Her smile faltered. “It was wonderful. But he had to leave me; I think it was my fault? I couldn’t hold him. I started thinking my own thoughts again.” She looked at me with a face I didn’t understand, and I hated her new ghost, whoever he was. Was this guy just going to live inside her forever? Could she possibly want that?
“Good! I’m glad that guy is gone. Do you feel better now? Is it like climbing out of the Gator Pit? It sounds like waking up.”
But she shook her head sharply and I felt pained now, too, like I was the one hurting her. Ossie’s hurt was an airborne virus, it could travel at you fast as a sneeze.
“I’m sorry, Ossie. Don’t be like that.”
“You don’t understand, Ava.” She pushed at her hair. “That’s okay. Maybe in a few years you will. It’s not like waking up. I was awake before. We were together, and now he’s gone.”
I got up on my elbows in the bed.
“Kiwi says your boyfriend’s not real. Or he’s real, but he’s some Loomis kid you’re meeting up with in the woods.”
We stared at each other across the channel between our two beds.
“I won’t tell anybody, I swear. Is he older than you, this guy?” I paused, running down the list of boys with heartbeats who we knew. “Is it Gus Waddell? It’s not Cubby, is it?”
“Oh, well shoot , Ava!” she laughed, flopping back on her mattress. “Yes, he’s much older than me. He’s not some Loomis kid, either. Cubby Wallach, oof. ” She scrunched her face in a way to further underscore: Not. Cubby. “Cubby’s just some kid. My boyfriend is a dredgeman from Clarinda, Iowa.”
Her fist contracted into an abacus. She counted knuckles for a while.
“I guess if he’d lived he’d be Grandpa’s age. But he still looks like he did the day he died.”
“Oh.” I frowned up at her. “That’s lucky, I guess.”
She leaned in and patted my head. “Good night, Ava,” she whispered.
“Good morning , you mean.” This was the fat cherry on the whole crappy sundae because it was obviously morning — the skies were pinking up behind the kapok.
“Not for me. I’m exhausted, Ava. The Spiritist Telegraph says some Spiritists sleep for a week after a possession, but I’m going to set the alarm for lunchtime.”
“Mmnh.” I mummied myself in the bedspread. Osceola could sleep forever, for all I cared. Fine by me. I would save the park by myself. I had important training to do with my red Seth.
“Okay. Getting into bed now.” But she sat on the edge of my bed instead. “Listen, I’m sorry I left without telling you. There’s a secret I have to keep for someone.
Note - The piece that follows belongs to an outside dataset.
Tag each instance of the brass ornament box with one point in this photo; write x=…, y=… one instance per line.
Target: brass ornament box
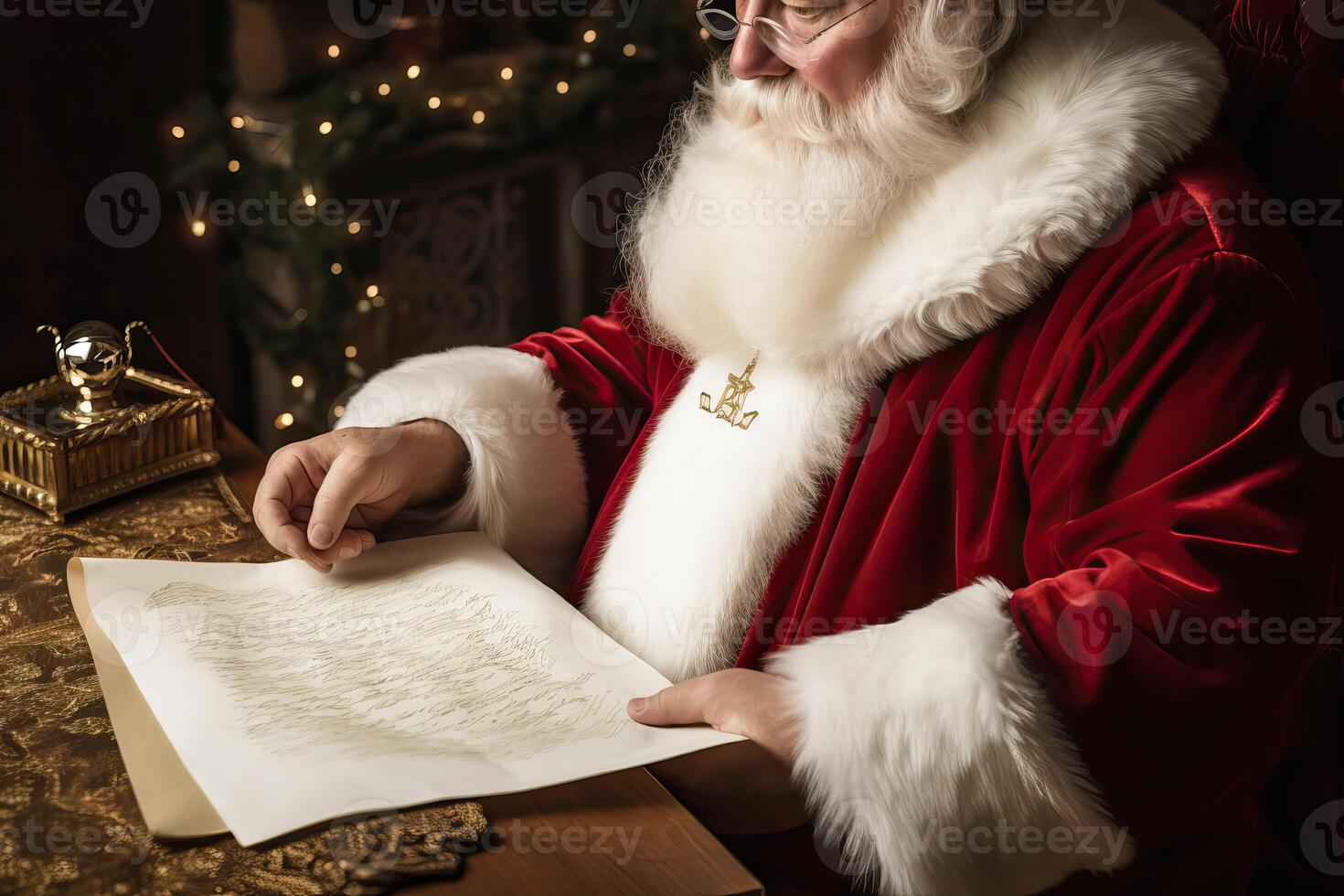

Don’t worry, okay?”
I did my best to inhale like a sleeping person.
“Hey, chickee, I do wish I could tell you,” she mumbled sadly somewhere above my head, the mattress sagging with her weight, “what’s happening to me …”
Two thirty a.m., about ten days after the Chief’s depature: I walked downstairs to investigate an animal rumbling in the kitchen and found my sister gorging on a lump of cauliflower — there was nothing left to eat, she said, and she was ravenous . Swamp rats could not have cleaned out our pantry more thoroughly. I saw an apple core, broken spaghetti, six cola cans. Her lipstick had left a glossy print on the plastic we kept our bread in. She’d sucked the stick of butter into a little fang. “What the heck are you doing?”